For comparison, the country now has about 1.1 GW of distributed wind capacity.
Distributed wind can directly offset individual consumers’ power usage in behind-the-metre applications, or it could be connected to the distribution network to power communities. Systems can be between 1 kW and 10 MW large.
DOE said these installations can both help communities move to clean electricity and relieve the country’s constrained grid.
“By realising this potential, we can help local communities drive their own paths to a clean energy future and support national progress toward our climate goals,” said Principal Deputy Assistant Secretary for Energy Efficiency and Renewable Energy Kelly Speakes-Backman.

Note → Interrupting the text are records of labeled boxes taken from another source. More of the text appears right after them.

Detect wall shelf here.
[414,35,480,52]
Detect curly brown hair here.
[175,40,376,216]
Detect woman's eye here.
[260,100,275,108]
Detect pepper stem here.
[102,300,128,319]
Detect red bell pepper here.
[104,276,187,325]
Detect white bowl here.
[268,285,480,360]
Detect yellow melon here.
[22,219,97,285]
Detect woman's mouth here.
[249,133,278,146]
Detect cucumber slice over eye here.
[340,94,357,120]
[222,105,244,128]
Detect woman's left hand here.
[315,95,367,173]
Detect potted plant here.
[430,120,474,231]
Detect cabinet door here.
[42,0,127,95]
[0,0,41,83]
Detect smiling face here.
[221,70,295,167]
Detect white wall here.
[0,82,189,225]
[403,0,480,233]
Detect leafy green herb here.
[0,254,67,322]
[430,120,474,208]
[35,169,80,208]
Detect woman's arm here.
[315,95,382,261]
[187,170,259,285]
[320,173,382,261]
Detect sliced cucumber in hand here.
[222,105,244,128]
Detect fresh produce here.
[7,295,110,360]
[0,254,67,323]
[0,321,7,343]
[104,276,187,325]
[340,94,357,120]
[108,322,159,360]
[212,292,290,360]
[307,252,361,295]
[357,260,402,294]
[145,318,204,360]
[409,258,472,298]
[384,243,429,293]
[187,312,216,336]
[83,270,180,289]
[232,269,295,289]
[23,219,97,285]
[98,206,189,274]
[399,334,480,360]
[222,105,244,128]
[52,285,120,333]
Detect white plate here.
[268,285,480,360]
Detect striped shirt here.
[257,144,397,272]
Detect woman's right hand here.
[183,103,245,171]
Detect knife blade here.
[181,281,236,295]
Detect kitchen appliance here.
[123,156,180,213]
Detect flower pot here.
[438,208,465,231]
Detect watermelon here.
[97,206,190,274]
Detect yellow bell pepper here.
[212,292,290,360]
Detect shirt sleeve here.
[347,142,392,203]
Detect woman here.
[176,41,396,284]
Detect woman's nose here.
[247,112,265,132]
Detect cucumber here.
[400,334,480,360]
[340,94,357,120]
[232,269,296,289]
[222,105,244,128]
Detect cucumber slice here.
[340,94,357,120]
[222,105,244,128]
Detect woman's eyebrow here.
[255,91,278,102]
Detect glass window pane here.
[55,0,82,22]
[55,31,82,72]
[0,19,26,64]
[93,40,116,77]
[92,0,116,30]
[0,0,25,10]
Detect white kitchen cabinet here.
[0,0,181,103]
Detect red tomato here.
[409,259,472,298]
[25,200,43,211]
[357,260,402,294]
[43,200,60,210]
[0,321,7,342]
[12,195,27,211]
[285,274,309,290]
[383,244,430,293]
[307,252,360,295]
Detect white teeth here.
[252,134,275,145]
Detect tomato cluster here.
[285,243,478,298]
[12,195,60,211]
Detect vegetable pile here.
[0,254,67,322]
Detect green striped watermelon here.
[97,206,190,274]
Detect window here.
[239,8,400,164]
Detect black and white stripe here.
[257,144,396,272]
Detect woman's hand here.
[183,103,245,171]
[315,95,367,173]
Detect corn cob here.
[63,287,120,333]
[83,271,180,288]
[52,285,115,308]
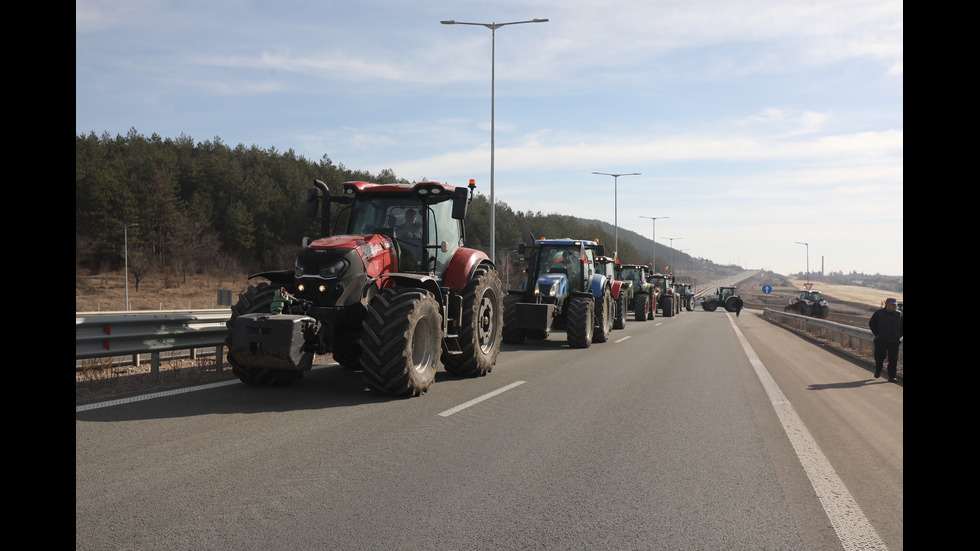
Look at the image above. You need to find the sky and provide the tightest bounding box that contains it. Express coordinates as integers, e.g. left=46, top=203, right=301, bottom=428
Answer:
left=75, top=0, right=904, bottom=275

A combination of strong winds and high retail electricity rates makes states in the Midwest and Heartland regions most attractive for distributed turbines, while the Pacific and Northeast regions also present significant potential for “behind-the-metre” installations.
According to the Distributed Wind Energy Futures Study, policies are key to the economics of distributed wind. It says that if current tax credits and net-metering policies expire as scheduled, economic potential could decline between 2022 and 2035. If these measures were extended and expanded in a strategic manner, the potential could increase by more than 80% for behind-the-metre uses and by 800% for front-of-the-metre facilities.